Mercator for Continuous Data

C.E. Coombes, Zachary B. Abrams, Kevin R. Coombes

2024-04-28

Introduction

The Mercator package is intended to facilitate the exploratory analysis of data sets. It consists of two main parts, one devoted to tools for binary matrices, and the other focused on visualization. These visualization tools can be used with binary, continuous, categorical, or mixed data, since they only depend on a distance matrix. Each distance matrix can be visualized with multiple techniques, providing a consistent interface to thoroughly explore the data set. In thus vignette, we illustrate the visualization of a continuous data set.

The Mercator Class

First we load the package.

suppressMessages( suppressWarnings( library(Mercator) ) )

Now we load a “fake” set of synthertic continuous data that comes with the Mercator package.
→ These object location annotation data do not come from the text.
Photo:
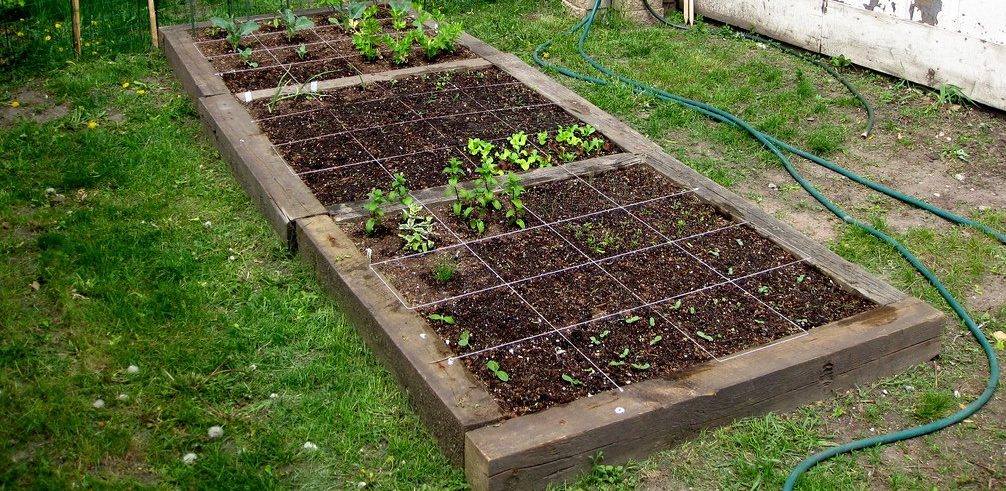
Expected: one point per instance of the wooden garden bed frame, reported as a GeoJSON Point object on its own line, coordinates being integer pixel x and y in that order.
{"type": "Point", "coordinates": [556, 444]}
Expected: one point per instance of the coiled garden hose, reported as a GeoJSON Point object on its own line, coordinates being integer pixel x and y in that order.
{"type": "Point", "coordinates": [776, 146]}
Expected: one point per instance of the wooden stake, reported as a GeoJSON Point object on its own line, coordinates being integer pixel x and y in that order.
{"type": "Point", "coordinates": [153, 22]}
{"type": "Point", "coordinates": [76, 25]}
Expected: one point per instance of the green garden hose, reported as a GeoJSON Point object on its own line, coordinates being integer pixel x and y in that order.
{"type": "Point", "coordinates": [774, 145]}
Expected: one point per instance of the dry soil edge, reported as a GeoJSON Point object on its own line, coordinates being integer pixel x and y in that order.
{"type": "Point", "coordinates": [448, 400]}
{"type": "Point", "coordinates": [558, 443]}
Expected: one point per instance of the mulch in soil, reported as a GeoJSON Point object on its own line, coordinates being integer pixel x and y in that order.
{"type": "Point", "coordinates": [724, 320]}
{"type": "Point", "coordinates": [805, 295]}
{"type": "Point", "coordinates": [535, 369]}
{"type": "Point", "coordinates": [638, 345]}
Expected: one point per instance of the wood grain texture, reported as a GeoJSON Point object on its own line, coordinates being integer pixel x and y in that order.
{"type": "Point", "coordinates": [557, 444]}
{"type": "Point", "coordinates": [277, 191]}
{"type": "Point", "coordinates": [447, 397]}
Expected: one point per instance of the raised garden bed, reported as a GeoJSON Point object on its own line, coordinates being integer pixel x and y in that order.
{"type": "Point", "coordinates": [624, 304]}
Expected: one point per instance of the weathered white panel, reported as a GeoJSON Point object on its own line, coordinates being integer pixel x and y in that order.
{"type": "Point", "coordinates": [920, 40]}
{"type": "Point", "coordinates": [916, 51]}
{"type": "Point", "coordinates": [796, 22]}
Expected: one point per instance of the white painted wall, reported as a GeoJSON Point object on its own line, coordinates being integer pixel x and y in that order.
{"type": "Point", "coordinates": [928, 41]}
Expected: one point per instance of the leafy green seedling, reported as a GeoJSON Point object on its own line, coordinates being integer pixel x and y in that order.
{"type": "Point", "coordinates": [235, 30]}
{"type": "Point", "coordinates": [447, 319]}
{"type": "Point", "coordinates": [294, 23]}
{"type": "Point", "coordinates": [494, 367]}
{"type": "Point", "coordinates": [373, 205]}
{"type": "Point", "coordinates": [570, 380]}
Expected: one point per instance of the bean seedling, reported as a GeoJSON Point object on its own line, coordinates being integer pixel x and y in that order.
{"type": "Point", "coordinates": [442, 318]}
{"type": "Point", "coordinates": [494, 367]}
{"type": "Point", "coordinates": [294, 23]}
{"type": "Point", "coordinates": [235, 30]}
We will use this data set to illustrate the visualization methods.

set.seed(36766)
data(fakedata)
ls()
## [1] "fakeclin" "fakedata"
dim(fakedata)
## [1] 776 300
dim(fakeclin)
## [1] 300   4

Visualization

The Mercator Package currently supports visualization of data with methods that include standard techniques (hierarchical clustering) and large-scale visualizations (multidimensional scaling (MDS),T-distributed Stochastic Neighbor Embedding (t-SNE), and iGraph.) In order to create a Mercator object, we must provide

We are going to start with hierarchical clustering, with an arbitrarily assigned number of 4 groups.

mercury <- Mercator(dist(t(fakedata)), "euclid", "hclust", 4)
summary(mercury)
## An object of the 'Mercator' class, using the ' euclid ' metric, of size
## [1] 300 300
## Contains these visualizations:  hclust

Hierarchical Clustering

Here is a “view” of the dendrogram produced by hierarchical clustering. Note that view is an argument to the plot function for Mercator objects. If omitted, the first view in the list is used.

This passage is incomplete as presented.